Nothing Must Happen to Dangote Refinery, VP Shettima Warns PENGASSAN
By Patience Ikpeme
Vice President Senator Kashim Shettima, representing President Bola Ahmed Tinubu, issued a strong caution on Monday regarding the trade union controversy involving the Dangote Refinery and the Petroleum and Natural Gas Senior Staff Association of Nigeria (PENGASSAN), stating that nothing must happen to the $20 billion facility.
Speaking at the 31st Nigerian Economic Summit (NES #31) in Abuja, Senator Shettima warned that Aliko Dangote, the owner of the refinery, is more than an individual.
“He’s an institution and he’s the leading light in Nigeria’s economic development, and how we treat this gentleman will determine how outsiders will judge us,” the Vice President said.
The Vice President stressed the refinery’s crucial financial obligations that necessitate its continuous operation. “This is a refinery that was financed, through a combination of equity investment, through debt finance, and loans from local and foreign banks. The refinery has to function to service the debt. And we cannot hold the whole nation to ransom, because of issues that we can amicably settle across the table.”
Senator Shettima contrasted Dangote’s investment choice with potential alternatives, arguing the nation owes it to the future to protect the investment.
“If he had invested $10 billion in Microsoft, in Amazon, in Google, probably he might be worth $70 to $80 billion by now. But he opted to invest in this country, and we owe it to future generations. To generously promote, preserve, and protect the interests of this very Nigerian.”
He called for responsibility from organized labor and the private sector. “It’s not about holding the gold medal for ransom, because of its high level of history, Nigeria is greater than PENGASSAN, Nigeria is greater than each and every one of us,” he stated.
The government tasked the Nigerian Economic Summit Group (NESG) with looking beyond singular interests, stating that the government expects far-reaching recommendations from the NESG to address the dispute while maintaining industrial harmony for the entire population.
The Vice President clarified the administration’s stance, noting, “This is off-the-cuff remarks, but I believe it reflects the true position of President Bola Ahmed Tinubu. It reflects the true position of the Nigerian people.”
Addressing the state of the economy, the Vice President articulated the government’s three-pronged strategy to achieve stability and growth. “As Nigerians, we are not condemned to low growth, high costs, and low trust. We will stabilize. We will industrialize. We will humanize our economy. We will stabilize prices and currency. And we will industrialize through power, logistics, and technology.

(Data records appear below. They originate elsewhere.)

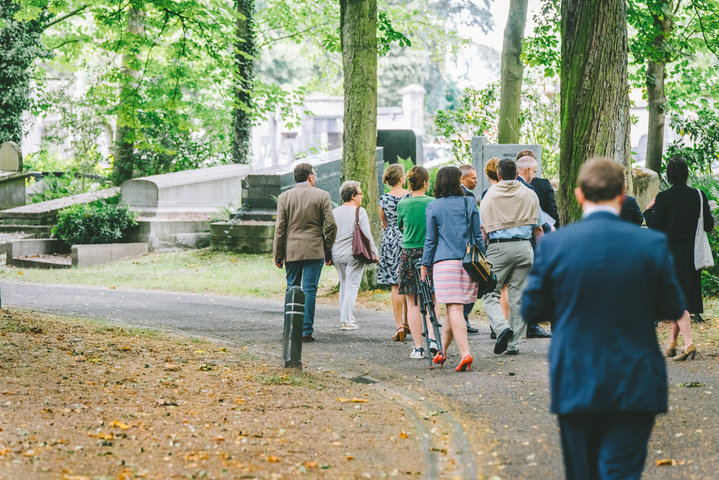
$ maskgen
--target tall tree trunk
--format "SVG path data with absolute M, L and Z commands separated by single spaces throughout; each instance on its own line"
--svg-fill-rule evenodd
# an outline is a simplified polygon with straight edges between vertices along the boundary
M 251 163 L 252 88 L 255 78 L 255 1 L 236 0 L 235 107 L 232 112 L 232 161 Z
M 23 113 L 31 105 L 31 68 L 44 51 L 40 45 L 42 20 L 20 22 L 15 14 L 22 5 L 0 0 L 0 144 L 12 141 L 22 144 Z
M 519 143 L 519 115 L 521 112 L 522 41 L 527 23 L 527 0 L 510 0 L 507 26 L 504 27 L 502 45 L 502 82 L 499 97 L 499 143 Z
M 629 164 L 625 0 L 562 0 L 559 208 L 562 224 L 581 218 L 577 173 L 592 157 Z
M 135 135 L 137 128 L 137 101 L 140 78 L 140 37 L 145 33 L 144 14 L 129 7 L 127 16 L 128 50 L 122 55 L 120 102 L 115 135 L 115 159 L 112 163 L 112 181 L 120 185 L 135 173 Z
M 377 1 L 340 0 L 344 70 L 342 180 L 356 180 L 374 238 L 381 238 L 377 212 Z
M 664 11 L 672 10 L 672 0 L 664 1 Z M 649 110 L 649 128 L 647 131 L 647 158 L 646 166 L 660 173 L 662 167 L 662 156 L 664 154 L 664 106 L 667 97 L 664 95 L 664 80 L 666 78 L 665 68 L 667 54 L 665 43 L 672 30 L 672 17 L 670 15 L 652 14 L 654 27 L 657 36 L 653 44 L 657 52 L 656 61 L 650 61 L 647 65 L 647 100 Z

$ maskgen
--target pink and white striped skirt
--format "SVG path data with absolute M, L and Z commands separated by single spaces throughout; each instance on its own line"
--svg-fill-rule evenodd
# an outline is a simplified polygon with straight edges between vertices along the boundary
M 438 303 L 474 303 L 477 282 L 473 281 L 459 260 L 443 260 L 432 267 L 434 293 Z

We will humanize governance so that every citizen feels respected and served.”
He announced that the initial framework for the second five-year National Development Plan (NDP) 2026-2030 sets an aspirational target of achieving a GDP of US$1 trillion by 2030. This ambitious goal requires an 8.78% average annual real GDP growth.

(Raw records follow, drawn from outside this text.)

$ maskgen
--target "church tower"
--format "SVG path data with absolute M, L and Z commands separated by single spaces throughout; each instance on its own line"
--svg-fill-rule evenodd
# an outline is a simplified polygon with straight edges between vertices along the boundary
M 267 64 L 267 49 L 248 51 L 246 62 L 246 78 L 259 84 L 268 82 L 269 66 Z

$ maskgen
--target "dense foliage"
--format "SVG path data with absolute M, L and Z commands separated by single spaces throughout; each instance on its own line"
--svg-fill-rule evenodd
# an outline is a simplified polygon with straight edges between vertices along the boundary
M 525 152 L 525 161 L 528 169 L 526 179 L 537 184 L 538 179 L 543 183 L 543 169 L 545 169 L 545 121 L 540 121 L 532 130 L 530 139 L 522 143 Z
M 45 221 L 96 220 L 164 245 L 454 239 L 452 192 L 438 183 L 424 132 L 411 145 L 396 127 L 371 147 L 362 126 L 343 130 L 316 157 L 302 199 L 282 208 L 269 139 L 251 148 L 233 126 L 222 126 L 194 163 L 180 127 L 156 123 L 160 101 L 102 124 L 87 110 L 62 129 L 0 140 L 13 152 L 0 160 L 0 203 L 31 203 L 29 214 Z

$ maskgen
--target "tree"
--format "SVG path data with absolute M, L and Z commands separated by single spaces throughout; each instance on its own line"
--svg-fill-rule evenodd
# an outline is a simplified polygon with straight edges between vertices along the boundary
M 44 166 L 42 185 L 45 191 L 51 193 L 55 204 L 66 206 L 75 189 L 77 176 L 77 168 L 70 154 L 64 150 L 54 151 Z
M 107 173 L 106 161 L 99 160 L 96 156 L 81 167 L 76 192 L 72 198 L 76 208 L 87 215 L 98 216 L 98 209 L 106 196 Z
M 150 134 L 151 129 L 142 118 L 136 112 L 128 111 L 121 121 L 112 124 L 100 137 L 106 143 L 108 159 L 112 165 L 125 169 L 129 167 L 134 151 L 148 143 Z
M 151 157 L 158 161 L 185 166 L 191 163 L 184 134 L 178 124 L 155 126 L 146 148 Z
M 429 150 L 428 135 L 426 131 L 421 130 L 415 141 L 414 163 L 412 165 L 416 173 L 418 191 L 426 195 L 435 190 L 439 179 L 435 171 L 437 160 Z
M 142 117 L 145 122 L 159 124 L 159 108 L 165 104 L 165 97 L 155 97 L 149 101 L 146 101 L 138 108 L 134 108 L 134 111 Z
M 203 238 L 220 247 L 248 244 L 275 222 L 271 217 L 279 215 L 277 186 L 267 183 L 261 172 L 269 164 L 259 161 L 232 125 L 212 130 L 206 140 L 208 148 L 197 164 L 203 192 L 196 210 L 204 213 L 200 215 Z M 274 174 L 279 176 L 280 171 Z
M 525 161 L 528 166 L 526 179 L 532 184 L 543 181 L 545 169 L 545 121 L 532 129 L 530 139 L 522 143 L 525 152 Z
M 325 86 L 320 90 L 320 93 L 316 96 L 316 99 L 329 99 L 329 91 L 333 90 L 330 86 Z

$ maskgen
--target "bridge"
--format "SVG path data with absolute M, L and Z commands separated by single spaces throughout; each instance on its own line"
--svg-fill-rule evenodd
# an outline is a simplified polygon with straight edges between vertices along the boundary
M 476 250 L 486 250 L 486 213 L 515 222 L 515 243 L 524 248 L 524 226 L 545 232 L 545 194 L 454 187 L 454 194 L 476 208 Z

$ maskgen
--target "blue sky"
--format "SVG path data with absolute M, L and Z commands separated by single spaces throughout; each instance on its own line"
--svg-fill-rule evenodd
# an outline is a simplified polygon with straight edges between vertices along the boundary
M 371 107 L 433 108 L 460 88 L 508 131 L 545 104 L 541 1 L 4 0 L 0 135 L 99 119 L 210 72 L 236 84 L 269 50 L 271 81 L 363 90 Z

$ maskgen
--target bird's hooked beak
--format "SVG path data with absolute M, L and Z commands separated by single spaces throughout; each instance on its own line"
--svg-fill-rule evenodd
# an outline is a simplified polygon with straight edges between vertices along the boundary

The Vice President pointed to several ongoing government initiatives: A N200 billion intervention fund to support micro, small, and medium enterprises (MSMEs) and manufacturers; grants, loans, and equity investments of up to $100,000 for young Nigerian entrepreneurs; major tax reforms (including the Nigeria Tax Administration Act and the Nigeria Revenue Service Establishment Act) designed to protect low-income earners, simplify compliance, and boost domestic revenue; 440 ongoing road projects covering over 2,700 kilometers of superhighways to improve connectivity; and the Renewal Hope Ward-Based Development Program, a people-centered initiative targeting all 8,809 wards to map and unlock local economic potential.
The Vice President concluded by seeking collaboration: “Our ticket to achieving inclusive and lasting prosperity is our series of sound policies, strong partnerships, and the commitment of the private sector.”
The Chairman of the NESG, Mr. Olaniyi Yusuf, speaking under the theme ‘From Stabilisation to Sustained Transformation’, laid out seven critical priorities needed to consolidate economic gains.
“The challenge before us is to move decisively into the consolidation phase, embedding reforms in ways that drive jobs, growth, and inclusion, while simultaneously laying the foundations for long-term transformation that secures prosperity for every Nigerian,” Mr. Yusuf said.
He identified the priorities as: building industries anchored on local value chains, agro-processing, and light manufacturing, with MSMEs needing access to affordable finance and stable power; prioritizing reliable power, efficient logistics, and digital connectivity; signaling that Nigeria is open and predictable, with a focus on policy predictability and faster dispute resolution.
Other priorities are: strengthening revenue, prudently managing debt, and aligning fiscal and monetary policy; ensuring growth is felt in households through expanded safety nets, education, healthcare, and jobs; making reforms system-based, not personality-dependent, and ensuring regulators and labor unions focus on promoting a positive investment climate. He warned: **“A narrow focus on IGR at the expense of business growth will kill the goose that lays the golden eggs. As we all know, dead businesses don’t employ workers, they don’t pay salaries, and they don’t pay taxes”; and treating security as an enabler of reform, vital for restoring confidence and unlocking productivity.